Hiring for Tomorrow, Today: Nuclear & Energy Infrastructure

Our aim at Nuclear Careers is to work with a broad mix of clients such as engineering consultants, construction managers, civil contractors, defence organisations, and manufacturers. The common thread is that these businesses, whether SME or larger companies, all have links to nuclear & energy infrastructure.

Why is this our focus? We have a passion that major projects can succeed and in no point in time has infrastructure mattered more than it has today, with nuclear and energy – and success starts with skills & talent.

Britain is riding a wave of financing and funding right now, so while the times are good, recruitment tends to take a back seat. We know that hiring has and is going on; however, there have also been many layoffs, halted projects and companies pivoting focus.
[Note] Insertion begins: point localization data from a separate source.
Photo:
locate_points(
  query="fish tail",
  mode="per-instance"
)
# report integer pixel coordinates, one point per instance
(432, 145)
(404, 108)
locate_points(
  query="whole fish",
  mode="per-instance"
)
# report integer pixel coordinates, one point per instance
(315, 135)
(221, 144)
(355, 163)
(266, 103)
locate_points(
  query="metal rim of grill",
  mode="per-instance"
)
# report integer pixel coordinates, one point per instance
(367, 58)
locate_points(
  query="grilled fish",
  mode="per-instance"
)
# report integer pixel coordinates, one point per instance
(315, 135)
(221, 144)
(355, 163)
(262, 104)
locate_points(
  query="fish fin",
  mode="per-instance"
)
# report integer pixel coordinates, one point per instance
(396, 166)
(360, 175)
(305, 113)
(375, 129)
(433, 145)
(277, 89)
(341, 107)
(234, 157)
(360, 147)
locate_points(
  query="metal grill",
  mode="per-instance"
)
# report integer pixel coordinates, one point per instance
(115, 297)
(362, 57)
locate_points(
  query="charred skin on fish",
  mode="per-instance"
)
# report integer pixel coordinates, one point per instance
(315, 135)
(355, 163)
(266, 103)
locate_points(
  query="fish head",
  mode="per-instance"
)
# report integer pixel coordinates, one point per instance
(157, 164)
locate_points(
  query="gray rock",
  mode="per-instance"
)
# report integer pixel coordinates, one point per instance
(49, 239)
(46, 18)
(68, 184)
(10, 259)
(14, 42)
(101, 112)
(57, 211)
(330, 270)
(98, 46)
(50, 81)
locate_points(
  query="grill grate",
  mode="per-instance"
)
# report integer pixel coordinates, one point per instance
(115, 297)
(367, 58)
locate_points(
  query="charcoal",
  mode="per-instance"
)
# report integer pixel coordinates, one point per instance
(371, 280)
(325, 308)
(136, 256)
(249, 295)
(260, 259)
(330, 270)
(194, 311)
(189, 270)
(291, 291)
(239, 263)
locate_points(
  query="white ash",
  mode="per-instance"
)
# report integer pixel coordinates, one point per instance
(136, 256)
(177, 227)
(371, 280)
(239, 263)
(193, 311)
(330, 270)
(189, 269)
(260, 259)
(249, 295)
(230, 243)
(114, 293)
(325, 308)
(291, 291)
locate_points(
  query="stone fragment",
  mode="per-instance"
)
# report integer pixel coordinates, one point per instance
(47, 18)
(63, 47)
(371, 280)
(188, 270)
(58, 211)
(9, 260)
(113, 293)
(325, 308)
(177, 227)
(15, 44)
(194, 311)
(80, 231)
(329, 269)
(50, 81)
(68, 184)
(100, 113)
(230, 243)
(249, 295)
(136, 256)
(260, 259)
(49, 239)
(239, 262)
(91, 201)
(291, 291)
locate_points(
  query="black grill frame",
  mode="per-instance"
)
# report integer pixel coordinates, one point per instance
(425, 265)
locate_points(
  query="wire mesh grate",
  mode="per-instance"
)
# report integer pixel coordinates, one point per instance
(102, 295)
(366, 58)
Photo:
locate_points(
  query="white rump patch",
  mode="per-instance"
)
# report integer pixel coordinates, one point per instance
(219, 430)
Unemployment is high, and the ever-growing skills gap has not been addressed.

2026 will see an increased demand for mid-career to executive level hires within engineering and project delivery roles, but if some businesses aren’t careful, the top talent will go elsewhere.

Gone are the days when you can solely rely on brand, “if you build it, they will come…”, and with global mobility being more of the norm nowadays, we aren’t just in competition nationally for good candidates.

Hiring top talent needs to start today, not yesterday, not last week, but now. Yes, there is an element of risk, the unknown, and uncertainty, but another thing is for sure, we must hire more candidates into the sector if we are going to achieve all our grand plans.

Having an idea is one thing, implementing it is another, and having the right people to support the delivery is crucial.

At Nuclear Careers we understand hiring and we have the talent network – we’ve been talking to business leaders throughout the UK and beyond, so we know what matters.

We’re excited to build the future with our clients, whether it’s a small local business or a larger national or even international organisation, powering nuclear and energy is the goal.